Indonesia telah mendapatkan untung besar sebab kenaikan harga komoditas. Hal ini tercermin dari penerimaan negara yang tumbuh tinggi sebesar 32,1% atau terkumpul sejumlah Rp501 triliun pada akhir Maret 2022.
Harga komoditas yang meningkat ini mendadak tertekan untuk Indonesia. Hal ini dikarenakan, komoditas unggulan negeri ini yaitu crude palm oil (CPO), batu bata, dan tembaga hingga nikel meningkatkan harga yang melambung tinggi.
Komoditas unggulan ini pun memberikan kontribusi pada penerimaan negara baik melalui penerimaan pajak, kepabeanan, sampai penerimaan negara bukan pajak (PNBP). Jika dilihat pada sektornya, penerimaan pajak dari industri pertambangan meningkat sebesar 109,7% di Maret 2022 atau secara kumulatif yaitu Januari-Maret 154,7% dibandingkan dengan periode yang sama di tahun sebelumnya.
Dalam Konferensi Pers APBN edisi April, Menteri Keuangan Sri Mulyani Indrawati menjelaskan sektor pertambangan ialah pemberi kontribusi besar karena terdapat komoditas boom. Pertambangan ini tumbuh tinggi berturut-turut pada Januari, Februari, dan Maret di atas 100%. Windfall profit tercapture di pertambangan yang melonjak tinggi.

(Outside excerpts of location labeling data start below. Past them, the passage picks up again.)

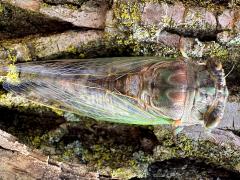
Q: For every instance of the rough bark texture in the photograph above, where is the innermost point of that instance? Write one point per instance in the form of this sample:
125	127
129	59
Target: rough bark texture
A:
43	29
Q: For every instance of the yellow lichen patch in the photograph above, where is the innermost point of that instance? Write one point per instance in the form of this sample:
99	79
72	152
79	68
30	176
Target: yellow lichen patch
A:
12	75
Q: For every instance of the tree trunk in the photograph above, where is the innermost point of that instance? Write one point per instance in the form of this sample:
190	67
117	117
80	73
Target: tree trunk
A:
86	149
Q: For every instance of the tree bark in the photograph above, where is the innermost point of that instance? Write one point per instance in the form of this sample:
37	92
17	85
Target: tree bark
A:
43	30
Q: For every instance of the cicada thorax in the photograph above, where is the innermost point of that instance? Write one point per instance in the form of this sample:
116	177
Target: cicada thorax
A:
136	91
161	87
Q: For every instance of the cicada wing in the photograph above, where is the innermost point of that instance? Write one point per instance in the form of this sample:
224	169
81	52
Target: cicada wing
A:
93	102
100	67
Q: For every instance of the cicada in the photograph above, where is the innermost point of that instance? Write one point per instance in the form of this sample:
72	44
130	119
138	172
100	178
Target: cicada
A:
132	90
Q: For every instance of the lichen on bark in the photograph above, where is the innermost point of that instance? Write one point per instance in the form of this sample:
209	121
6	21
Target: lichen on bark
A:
202	29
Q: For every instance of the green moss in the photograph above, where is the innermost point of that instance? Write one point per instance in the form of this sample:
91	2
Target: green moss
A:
1	8
218	51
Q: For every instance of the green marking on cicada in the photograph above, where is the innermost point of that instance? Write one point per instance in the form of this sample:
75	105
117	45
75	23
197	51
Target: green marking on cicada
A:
136	90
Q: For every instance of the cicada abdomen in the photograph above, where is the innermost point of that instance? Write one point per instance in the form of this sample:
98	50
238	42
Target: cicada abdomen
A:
143	90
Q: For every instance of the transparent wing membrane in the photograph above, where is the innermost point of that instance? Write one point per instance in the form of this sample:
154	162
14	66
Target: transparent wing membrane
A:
87	101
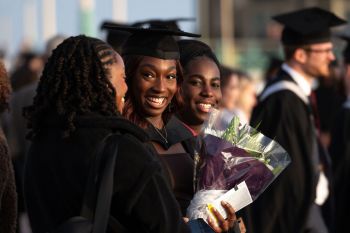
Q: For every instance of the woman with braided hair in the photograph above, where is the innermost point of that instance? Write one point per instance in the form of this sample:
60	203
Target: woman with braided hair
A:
78	103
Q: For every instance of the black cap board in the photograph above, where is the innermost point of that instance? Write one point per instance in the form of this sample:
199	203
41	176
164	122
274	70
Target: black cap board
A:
156	42
169	23
346	51
114	38
307	26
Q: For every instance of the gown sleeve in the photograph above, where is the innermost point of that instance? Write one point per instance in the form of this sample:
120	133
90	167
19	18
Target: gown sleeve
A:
283	206
143	200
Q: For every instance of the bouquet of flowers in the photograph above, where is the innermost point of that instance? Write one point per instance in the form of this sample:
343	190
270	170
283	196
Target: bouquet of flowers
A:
235	163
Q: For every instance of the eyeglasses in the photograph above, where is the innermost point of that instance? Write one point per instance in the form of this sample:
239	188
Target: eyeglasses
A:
319	50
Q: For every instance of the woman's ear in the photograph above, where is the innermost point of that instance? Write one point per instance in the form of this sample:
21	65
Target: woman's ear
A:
300	55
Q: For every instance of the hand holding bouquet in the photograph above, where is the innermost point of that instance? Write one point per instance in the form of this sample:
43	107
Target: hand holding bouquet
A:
235	163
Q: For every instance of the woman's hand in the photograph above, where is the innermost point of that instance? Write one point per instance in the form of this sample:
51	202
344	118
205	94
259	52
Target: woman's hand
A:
224	225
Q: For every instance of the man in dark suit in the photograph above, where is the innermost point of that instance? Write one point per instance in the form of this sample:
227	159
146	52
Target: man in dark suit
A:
293	203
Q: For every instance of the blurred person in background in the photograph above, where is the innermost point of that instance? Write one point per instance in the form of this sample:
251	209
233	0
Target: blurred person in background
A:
294	203
272	69
30	65
8	195
328	98
238	93
16	126
340	152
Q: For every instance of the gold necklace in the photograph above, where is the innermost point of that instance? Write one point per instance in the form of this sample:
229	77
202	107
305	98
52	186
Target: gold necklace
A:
160	133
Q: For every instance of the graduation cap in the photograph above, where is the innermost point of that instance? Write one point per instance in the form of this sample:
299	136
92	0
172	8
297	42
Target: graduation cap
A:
114	38
169	23
346	51
307	26
156	42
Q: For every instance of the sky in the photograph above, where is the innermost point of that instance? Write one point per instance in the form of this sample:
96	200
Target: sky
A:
24	18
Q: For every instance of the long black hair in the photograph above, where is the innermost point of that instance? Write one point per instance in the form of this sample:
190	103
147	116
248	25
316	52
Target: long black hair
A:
75	81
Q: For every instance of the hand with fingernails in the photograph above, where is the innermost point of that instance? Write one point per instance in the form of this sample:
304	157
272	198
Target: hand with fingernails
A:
223	225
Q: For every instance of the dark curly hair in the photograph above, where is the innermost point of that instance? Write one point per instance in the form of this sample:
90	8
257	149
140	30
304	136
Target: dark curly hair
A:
75	81
5	88
191	49
131	112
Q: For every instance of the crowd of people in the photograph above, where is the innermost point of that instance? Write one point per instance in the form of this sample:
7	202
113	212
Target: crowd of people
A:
150	92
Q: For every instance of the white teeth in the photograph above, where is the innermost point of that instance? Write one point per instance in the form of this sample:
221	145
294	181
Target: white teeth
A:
206	106
156	100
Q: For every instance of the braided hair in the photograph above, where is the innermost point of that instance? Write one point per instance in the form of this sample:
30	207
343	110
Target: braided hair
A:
75	81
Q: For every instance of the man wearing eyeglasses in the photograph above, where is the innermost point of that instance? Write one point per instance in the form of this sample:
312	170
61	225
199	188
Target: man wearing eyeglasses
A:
293	202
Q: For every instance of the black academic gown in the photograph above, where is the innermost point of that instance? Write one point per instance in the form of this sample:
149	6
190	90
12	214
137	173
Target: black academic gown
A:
57	169
179	167
284	206
340	152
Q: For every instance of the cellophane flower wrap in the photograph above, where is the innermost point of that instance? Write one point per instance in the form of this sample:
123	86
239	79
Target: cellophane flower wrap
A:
228	154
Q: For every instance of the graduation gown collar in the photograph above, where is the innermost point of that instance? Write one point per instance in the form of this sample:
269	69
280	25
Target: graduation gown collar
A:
96	120
176	132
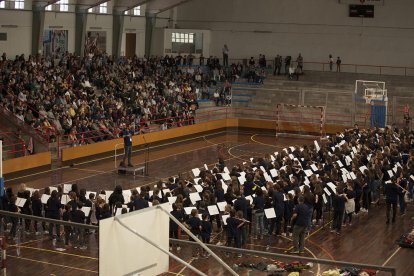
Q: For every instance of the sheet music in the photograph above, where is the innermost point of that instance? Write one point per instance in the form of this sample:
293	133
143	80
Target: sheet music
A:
221	205
213	210
270	213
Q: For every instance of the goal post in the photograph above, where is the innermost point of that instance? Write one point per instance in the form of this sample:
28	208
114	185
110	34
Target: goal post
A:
300	120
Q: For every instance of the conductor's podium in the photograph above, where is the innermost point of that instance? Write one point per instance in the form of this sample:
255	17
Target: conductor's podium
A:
131	170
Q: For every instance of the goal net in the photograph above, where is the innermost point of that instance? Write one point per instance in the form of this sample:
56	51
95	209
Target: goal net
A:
300	120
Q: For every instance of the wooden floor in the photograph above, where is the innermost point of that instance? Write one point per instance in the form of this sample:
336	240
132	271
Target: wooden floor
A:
368	240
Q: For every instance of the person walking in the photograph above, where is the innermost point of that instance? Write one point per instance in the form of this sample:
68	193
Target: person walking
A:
300	222
225	55
391	198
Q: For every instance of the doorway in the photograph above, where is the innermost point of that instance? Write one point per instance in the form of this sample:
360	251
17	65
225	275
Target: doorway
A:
130	44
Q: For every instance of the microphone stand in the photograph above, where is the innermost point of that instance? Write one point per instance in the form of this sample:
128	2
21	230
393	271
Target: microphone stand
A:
146	156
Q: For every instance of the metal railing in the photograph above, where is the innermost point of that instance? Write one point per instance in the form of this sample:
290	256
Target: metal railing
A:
331	263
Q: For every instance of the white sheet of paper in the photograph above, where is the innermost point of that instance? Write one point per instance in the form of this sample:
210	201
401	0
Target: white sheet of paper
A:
65	199
196	172
213	210
194	197
31	190
224	218
225	187
308	173
267	177
20	202
172	199
108	194
273	172
88	193
270	213
221	205
67	188
44	198
226	176
198	188
363	168
316	145
332	186
250	199
86	210
188	210
324	198
353	176
118	211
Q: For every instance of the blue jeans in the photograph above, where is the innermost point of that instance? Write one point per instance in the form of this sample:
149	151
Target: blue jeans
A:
402	203
299	238
258	230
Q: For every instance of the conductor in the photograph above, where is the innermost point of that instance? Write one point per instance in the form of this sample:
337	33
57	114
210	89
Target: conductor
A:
127	148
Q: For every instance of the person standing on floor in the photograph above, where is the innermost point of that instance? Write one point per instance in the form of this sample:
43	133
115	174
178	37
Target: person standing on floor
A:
330	63
338	64
127	149
339	209
391	198
225	55
300	222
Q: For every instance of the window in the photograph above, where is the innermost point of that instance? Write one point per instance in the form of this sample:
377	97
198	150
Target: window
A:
19	4
183	37
103	8
63	5
137	11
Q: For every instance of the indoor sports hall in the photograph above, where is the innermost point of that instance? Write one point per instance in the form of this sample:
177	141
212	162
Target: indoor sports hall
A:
154	137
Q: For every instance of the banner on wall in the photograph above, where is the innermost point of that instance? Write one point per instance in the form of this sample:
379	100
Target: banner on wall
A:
362	2
95	42
55	42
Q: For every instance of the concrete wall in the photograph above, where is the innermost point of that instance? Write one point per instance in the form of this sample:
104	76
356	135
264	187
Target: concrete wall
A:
314	28
19	32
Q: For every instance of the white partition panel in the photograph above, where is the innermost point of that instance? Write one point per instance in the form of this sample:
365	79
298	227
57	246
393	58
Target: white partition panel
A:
121	252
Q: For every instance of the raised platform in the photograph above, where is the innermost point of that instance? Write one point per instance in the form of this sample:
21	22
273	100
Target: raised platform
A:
131	170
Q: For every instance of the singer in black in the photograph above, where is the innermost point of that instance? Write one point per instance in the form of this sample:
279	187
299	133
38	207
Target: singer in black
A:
127	148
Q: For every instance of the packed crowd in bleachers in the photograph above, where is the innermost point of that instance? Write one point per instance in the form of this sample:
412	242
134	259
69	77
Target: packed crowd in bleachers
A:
347	172
98	96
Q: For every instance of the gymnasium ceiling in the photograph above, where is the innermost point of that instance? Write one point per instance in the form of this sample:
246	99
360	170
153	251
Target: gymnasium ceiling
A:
152	6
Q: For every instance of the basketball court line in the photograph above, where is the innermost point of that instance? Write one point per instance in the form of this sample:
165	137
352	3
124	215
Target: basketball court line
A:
48	263
107	157
392	255
86	170
258	142
58	252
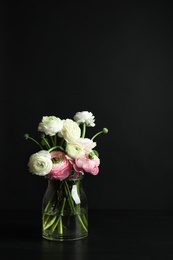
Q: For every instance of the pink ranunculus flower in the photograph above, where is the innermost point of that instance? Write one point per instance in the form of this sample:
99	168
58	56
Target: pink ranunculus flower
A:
88	165
61	166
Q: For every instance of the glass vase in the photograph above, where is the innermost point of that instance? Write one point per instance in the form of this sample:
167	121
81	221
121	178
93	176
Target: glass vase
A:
65	210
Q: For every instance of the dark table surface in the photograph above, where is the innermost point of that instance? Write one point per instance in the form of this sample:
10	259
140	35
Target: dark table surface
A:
113	234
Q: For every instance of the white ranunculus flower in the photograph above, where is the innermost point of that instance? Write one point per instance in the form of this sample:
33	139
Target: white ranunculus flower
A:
87	144
85	117
74	150
40	163
70	131
50	125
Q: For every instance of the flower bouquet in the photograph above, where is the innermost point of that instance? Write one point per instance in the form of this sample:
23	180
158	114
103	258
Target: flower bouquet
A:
64	156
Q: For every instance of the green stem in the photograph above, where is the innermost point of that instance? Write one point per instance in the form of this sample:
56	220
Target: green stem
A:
83	130
46	142
32	139
55	147
104	131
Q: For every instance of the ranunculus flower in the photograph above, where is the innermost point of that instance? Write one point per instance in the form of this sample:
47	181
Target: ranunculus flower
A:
40	163
70	131
50	125
61	166
85	117
87	165
74	150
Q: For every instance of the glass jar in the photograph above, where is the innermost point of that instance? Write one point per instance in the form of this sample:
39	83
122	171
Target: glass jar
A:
65	210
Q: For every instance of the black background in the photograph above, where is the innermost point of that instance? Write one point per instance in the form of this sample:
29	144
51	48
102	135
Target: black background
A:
113	58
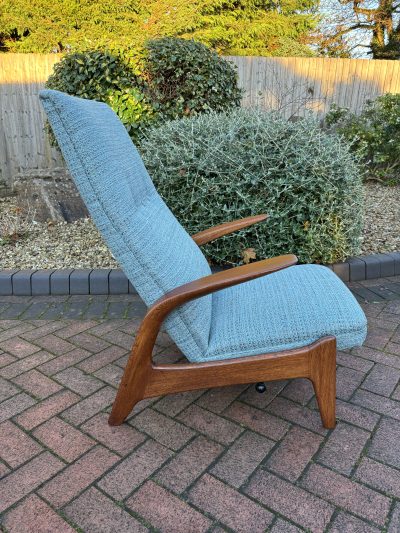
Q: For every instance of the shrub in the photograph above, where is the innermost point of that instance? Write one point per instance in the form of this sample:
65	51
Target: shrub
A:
186	78
219	167
170	78
107	78
92	75
374	135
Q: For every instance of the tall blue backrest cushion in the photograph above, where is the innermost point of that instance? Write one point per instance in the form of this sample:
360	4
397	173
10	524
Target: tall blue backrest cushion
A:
152	248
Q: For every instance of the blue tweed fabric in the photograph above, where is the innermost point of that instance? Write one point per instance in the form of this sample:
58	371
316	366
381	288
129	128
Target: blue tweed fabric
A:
145	238
288	309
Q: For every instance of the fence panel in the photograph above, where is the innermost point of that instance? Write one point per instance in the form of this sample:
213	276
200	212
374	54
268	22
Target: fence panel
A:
291	85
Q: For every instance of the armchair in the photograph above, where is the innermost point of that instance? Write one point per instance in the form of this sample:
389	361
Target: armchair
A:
263	321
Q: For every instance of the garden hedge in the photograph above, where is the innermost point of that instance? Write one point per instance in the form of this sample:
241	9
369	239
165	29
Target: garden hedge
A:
219	167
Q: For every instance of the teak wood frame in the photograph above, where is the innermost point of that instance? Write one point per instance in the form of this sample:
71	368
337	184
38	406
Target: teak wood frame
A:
144	379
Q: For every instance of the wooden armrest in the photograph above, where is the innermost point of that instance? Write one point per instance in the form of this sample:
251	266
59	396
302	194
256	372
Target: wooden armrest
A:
224	229
215	282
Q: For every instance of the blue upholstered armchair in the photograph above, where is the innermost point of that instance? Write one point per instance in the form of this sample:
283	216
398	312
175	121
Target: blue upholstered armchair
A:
259	322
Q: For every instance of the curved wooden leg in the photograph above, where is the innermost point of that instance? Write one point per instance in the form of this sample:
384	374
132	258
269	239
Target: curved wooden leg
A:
323	377
131	389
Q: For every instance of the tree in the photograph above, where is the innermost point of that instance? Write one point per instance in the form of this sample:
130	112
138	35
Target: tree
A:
242	27
359	27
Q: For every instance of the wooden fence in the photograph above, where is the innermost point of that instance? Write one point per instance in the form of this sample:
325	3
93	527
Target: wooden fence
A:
291	85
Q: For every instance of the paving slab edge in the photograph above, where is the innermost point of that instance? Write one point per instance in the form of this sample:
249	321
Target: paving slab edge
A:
43	282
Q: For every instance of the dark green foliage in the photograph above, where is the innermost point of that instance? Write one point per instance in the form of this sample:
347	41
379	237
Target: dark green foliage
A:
170	78
186	78
219	167
240	27
93	74
374	135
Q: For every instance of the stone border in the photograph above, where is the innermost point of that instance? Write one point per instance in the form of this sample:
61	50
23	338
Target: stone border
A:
113	281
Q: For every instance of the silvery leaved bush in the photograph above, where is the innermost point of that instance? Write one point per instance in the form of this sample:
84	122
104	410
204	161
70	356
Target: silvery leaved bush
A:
218	167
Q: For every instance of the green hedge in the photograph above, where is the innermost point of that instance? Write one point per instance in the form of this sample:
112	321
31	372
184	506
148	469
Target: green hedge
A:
374	134
219	167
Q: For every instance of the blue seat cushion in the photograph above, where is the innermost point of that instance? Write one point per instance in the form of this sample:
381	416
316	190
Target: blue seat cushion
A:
284	310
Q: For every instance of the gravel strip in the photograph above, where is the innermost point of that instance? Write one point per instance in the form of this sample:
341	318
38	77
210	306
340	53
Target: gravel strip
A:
382	219
79	245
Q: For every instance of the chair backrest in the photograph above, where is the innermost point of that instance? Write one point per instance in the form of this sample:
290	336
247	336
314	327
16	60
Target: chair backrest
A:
152	248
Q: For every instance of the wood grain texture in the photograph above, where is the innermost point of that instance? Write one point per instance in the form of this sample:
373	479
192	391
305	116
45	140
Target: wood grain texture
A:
142	379
208	235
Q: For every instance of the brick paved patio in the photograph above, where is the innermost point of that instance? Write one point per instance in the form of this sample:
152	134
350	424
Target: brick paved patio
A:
221	460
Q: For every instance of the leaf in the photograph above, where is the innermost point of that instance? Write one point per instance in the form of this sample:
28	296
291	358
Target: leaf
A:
248	254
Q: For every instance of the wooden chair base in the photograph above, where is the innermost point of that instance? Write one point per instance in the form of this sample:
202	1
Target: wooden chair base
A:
317	362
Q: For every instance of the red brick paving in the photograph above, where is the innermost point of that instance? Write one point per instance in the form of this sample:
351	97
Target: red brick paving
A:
213	461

Selanjutnya, melalui kepabeanan, batu bara cs memberikan kontribusi melalui bea keluar. Dimana Bea Keluar tumbuh mencapai 132,2% hingga akhir Maret atau nominalnya mencapai Rp10,7 triliun. Kinerja Bea Keluar yang tumbuh tinggi ini ditopang dengan kenaikan harga produk kelapa sawit (CPO) serta peningkatan harga sekaligus volume ekspor tembaga. Ia menjelaskan memang bea keluar menggambarkan kegiatan ekspor terutama barang komoditas, seperti CPO dan barang mineral seperti tembaga.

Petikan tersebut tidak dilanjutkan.